The name Eldridge is of Anglo-Saxon origin. It is one of the names of the original ethnic groups of Britain predating the Norman conquest led by William the Conqueror. In its earliest incarnation, prior to the Norman conquest, the spelling of the name was either “Aelfric”, “Aethelric” or “Aethelred”. The meaning behind the Anglo-Saxon “Ael” is elf and “Aethel” is noble, “ric” or “red” means ruler or council. Several kings of Britain prior to the Norman conquest bore the name Aethelred.

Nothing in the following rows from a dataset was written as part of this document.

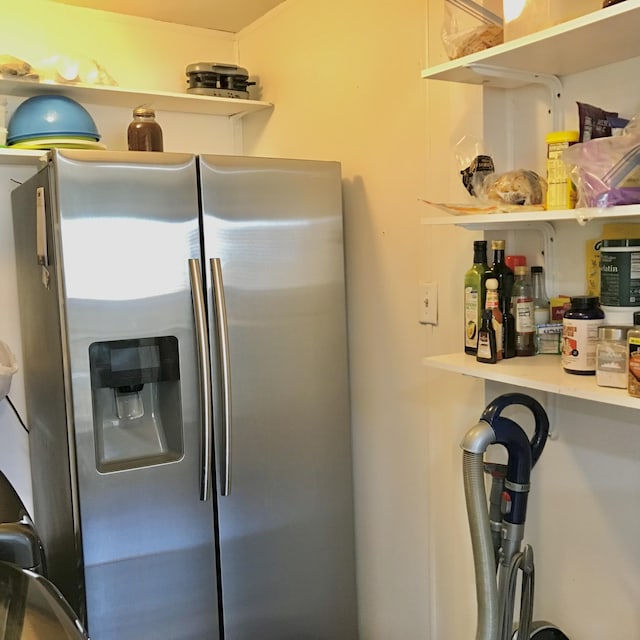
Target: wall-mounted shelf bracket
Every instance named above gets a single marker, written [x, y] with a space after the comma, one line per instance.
[523, 78]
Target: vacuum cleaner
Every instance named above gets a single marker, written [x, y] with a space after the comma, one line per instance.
[497, 525]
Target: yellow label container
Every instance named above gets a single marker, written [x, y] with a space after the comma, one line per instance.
[561, 192]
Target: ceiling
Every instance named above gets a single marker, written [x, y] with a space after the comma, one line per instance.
[223, 15]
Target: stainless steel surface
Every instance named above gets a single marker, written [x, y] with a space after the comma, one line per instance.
[287, 526]
[274, 559]
[147, 540]
[204, 366]
[220, 311]
[31, 608]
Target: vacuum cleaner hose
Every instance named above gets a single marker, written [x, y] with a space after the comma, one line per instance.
[482, 545]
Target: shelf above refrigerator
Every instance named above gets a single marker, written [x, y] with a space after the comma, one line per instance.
[489, 220]
[21, 157]
[593, 40]
[118, 97]
[543, 373]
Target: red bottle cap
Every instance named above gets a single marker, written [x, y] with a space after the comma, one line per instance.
[515, 261]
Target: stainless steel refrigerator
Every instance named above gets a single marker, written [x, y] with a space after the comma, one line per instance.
[185, 360]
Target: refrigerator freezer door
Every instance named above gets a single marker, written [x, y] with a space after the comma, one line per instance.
[128, 226]
[286, 527]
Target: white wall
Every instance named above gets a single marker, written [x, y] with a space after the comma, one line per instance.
[345, 80]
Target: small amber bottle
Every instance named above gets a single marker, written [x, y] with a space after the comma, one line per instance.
[144, 133]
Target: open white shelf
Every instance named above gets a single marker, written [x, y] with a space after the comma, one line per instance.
[22, 156]
[489, 220]
[599, 38]
[118, 97]
[543, 373]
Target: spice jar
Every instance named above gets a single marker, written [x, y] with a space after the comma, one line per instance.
[633, 340]
[611, 356]
[144, 133]
[580, 335]
[561, 192]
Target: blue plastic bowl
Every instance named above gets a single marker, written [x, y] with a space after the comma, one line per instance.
[50, 116]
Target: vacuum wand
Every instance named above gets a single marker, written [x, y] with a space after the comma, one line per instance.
[497, 536]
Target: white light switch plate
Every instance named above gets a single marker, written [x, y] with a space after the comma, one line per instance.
[428, 303]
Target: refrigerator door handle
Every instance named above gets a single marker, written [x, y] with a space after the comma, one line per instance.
[220, 311]
[204, 365]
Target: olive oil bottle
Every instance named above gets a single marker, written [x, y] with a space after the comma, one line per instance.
[474, 296]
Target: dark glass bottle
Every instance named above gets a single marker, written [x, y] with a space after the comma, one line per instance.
[508, 330]
[474, 296]
[501, 271]
[487, 351]
[144, 133]
[523, 312]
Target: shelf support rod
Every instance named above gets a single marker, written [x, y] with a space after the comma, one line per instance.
[551, 82]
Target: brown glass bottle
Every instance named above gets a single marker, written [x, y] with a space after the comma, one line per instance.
[144, 133]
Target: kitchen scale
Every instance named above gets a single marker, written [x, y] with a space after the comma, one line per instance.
[218, 79]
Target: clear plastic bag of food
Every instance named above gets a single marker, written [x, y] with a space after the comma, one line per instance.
[470, 27]
[606, 171]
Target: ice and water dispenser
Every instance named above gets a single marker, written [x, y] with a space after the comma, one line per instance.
[137, 417]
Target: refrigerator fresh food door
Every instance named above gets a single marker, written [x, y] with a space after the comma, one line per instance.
[274, 250]
[128, 227]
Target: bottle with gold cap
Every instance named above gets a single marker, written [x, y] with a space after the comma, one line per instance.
[144, 133]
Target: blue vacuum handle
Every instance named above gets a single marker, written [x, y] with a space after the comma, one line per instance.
[541, 432]
[522, 453]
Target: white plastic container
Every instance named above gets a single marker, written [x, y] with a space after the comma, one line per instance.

Aethelred the Unready and Aethelred II reigning respectively from the mid 9th century to the early 10th century.

After the Norman conquest, the spelling of the name evolved into the more modern forms we are familiar with today; Aldrich, Aldrick, Aldridge, Elderidge, Elrick, Eldrege, Eldred and Eldridge. In these various adaptations, the names are an indicator of the person’s birthplace as the names were derivative of a location such as Aldridge in Staffordshire or Aldridge Grove in Buckinghamshire. Certain variations of the name could also be translated to indicate a particular geographic feature or landmark located in the area from which the person originated.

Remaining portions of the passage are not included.